Переждав очередную тираду, Серафима хладнокровно осведомилась:
— Что же ей сказать?
— Прогони ракалию в шею.
— Неудобно, матушка. Будет жаловаться их высокопреосвященству.
— Ну и пусть. Мне не больно страшно. Ничего не сделает, только пожурит.
— Для чего же затевать распрю на пустом месте? Можно тут решить.
— Не учи меня! Я не допускаю к себе падших женщин! Выстави ея. Слышишь, выстави!

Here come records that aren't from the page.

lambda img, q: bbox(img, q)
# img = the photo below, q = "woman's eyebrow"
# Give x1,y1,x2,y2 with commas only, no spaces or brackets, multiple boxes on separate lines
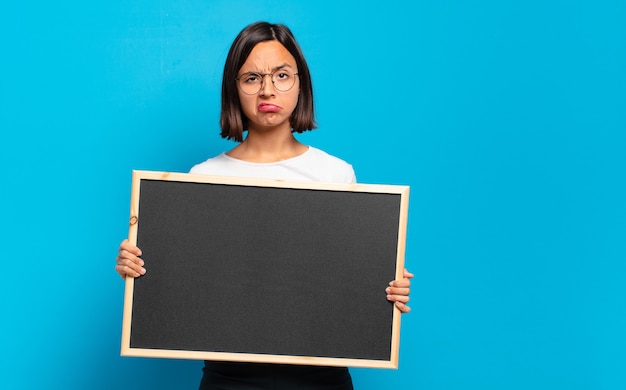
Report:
272,63,291,70
241,63,294,74
267,63,296,72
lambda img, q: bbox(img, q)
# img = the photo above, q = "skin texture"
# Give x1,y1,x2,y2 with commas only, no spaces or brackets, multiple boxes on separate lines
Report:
115,40,413,313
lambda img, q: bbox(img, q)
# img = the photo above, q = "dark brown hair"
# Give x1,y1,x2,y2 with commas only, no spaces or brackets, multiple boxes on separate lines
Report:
220,22,316,142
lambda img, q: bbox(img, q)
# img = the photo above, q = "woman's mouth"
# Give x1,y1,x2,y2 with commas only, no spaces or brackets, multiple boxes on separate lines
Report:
258,103,281,113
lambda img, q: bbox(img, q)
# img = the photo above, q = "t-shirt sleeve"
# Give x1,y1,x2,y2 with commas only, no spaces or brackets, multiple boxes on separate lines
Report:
346,166,357,184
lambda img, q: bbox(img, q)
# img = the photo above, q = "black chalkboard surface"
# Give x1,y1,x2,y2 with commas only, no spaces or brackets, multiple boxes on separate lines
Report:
121,170,409,368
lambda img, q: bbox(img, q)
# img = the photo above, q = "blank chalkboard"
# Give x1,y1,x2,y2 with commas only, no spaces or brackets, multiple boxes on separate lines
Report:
121,170,409,368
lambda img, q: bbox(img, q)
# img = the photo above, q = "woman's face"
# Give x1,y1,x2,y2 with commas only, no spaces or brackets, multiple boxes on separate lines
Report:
236,40,300,132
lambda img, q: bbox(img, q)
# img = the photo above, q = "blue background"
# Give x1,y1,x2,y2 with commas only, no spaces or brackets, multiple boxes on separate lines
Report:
1,1,625,389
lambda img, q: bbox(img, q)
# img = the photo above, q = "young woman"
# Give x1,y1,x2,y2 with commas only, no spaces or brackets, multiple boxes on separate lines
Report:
116,21,413,390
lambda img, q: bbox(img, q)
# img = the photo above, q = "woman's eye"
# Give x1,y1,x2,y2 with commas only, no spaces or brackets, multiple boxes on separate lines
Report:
244,74,260,83
276,72,290,80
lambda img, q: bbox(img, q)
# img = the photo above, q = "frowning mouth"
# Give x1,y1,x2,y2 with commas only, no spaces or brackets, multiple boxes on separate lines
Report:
258,103,281,113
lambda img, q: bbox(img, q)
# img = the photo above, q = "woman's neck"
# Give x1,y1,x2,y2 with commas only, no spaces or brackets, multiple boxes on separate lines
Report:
226,126,308,163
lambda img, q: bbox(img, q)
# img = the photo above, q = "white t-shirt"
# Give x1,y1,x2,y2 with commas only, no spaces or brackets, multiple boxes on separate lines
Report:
189,146,356,184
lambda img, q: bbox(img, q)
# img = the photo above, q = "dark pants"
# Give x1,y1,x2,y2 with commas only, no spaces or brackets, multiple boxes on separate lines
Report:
198,361,354,390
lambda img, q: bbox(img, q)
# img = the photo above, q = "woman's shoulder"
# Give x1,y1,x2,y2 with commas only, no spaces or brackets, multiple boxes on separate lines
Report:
306,146,350,165
188,153,231,175
302,146,357,183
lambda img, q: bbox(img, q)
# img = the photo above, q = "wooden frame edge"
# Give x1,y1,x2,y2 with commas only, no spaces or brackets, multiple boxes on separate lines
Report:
121,348,397,369
131,169,409,195
390,185,410,369
120,171,141,355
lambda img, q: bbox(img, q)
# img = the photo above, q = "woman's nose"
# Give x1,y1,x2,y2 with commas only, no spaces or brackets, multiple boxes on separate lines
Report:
259,74,274,96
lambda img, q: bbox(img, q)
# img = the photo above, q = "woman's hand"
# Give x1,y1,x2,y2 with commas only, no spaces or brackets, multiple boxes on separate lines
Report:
386,268,414,313
115,239,146,279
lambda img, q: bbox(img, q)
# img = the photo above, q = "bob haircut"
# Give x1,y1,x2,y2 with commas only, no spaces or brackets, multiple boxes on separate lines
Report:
220,22,316,142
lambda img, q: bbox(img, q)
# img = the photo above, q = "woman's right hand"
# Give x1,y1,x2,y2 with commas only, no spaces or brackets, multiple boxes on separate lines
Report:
115,239,146,279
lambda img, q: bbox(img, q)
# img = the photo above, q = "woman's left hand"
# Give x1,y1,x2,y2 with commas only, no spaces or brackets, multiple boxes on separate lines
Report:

Уходя, келейница проворчала:
— А Господь наш Иисус Христос допускал...
Янка вспыхнула:
— Что такое? Что ты там бубнишь?
Посмотрев на неё из-под седоватых бровей, Серафима ответила:
— Ничего, вырвалось нечаянно.
— Нет, скажи.
— Говорю — нечаянно.
— Повтори немедля!
Та, поколебавшись, решилась:
— Иисус Христос допускал к себе падших женщин. И учил: их раскаяние во сто крат дороже, чем моление праведниц.
Настоятельница спросила:
— Не рехнулась ли ты, сестра? Упрекаешь меня в отступлении от истинной веры?
— Я не упрекаю. Я напоминаю.
— Прочь иди. Мне казалось, что ты умнее. И тебя околдовала эта паскудница?.. — Но когда келейница собиралась уже выйти за порог, бросила надменно: — Хорошо, так и быть, пригласи ея. Пусть изложит просьбу.
Евпраксия и вправду напоминала кающуюся Магдалину: бледное осунувшееся лицо и круги под глазами, чёрная накидка и опущенные долу глаза. Настоятельница отметила про себя — не без доли злорадства: «Подурнела-то как! Постарела даже. Тридцать семь не дашь. Сорок семь — пожалуй...»
— Здравия желаю, сестра, — поклонилась Ксюша.
— Здравствуй, здравствуй, коли не шутишь. Что сказать желала? Для чего ходила к митрополиту?
Та ответила кротко:
— Била ему челом. Чтоб на постриг благословил.
Янка рассмеялась ехидно:
— Ты — в монашки? И хватает совести?
Покраснев, Опракса произнесла:
— Бог ко всей пастве милостив. В том числе и к заблудшим тварям. Отчего же я, даже не заблудшая, а бездольная просто, не могу надеяться на спасение?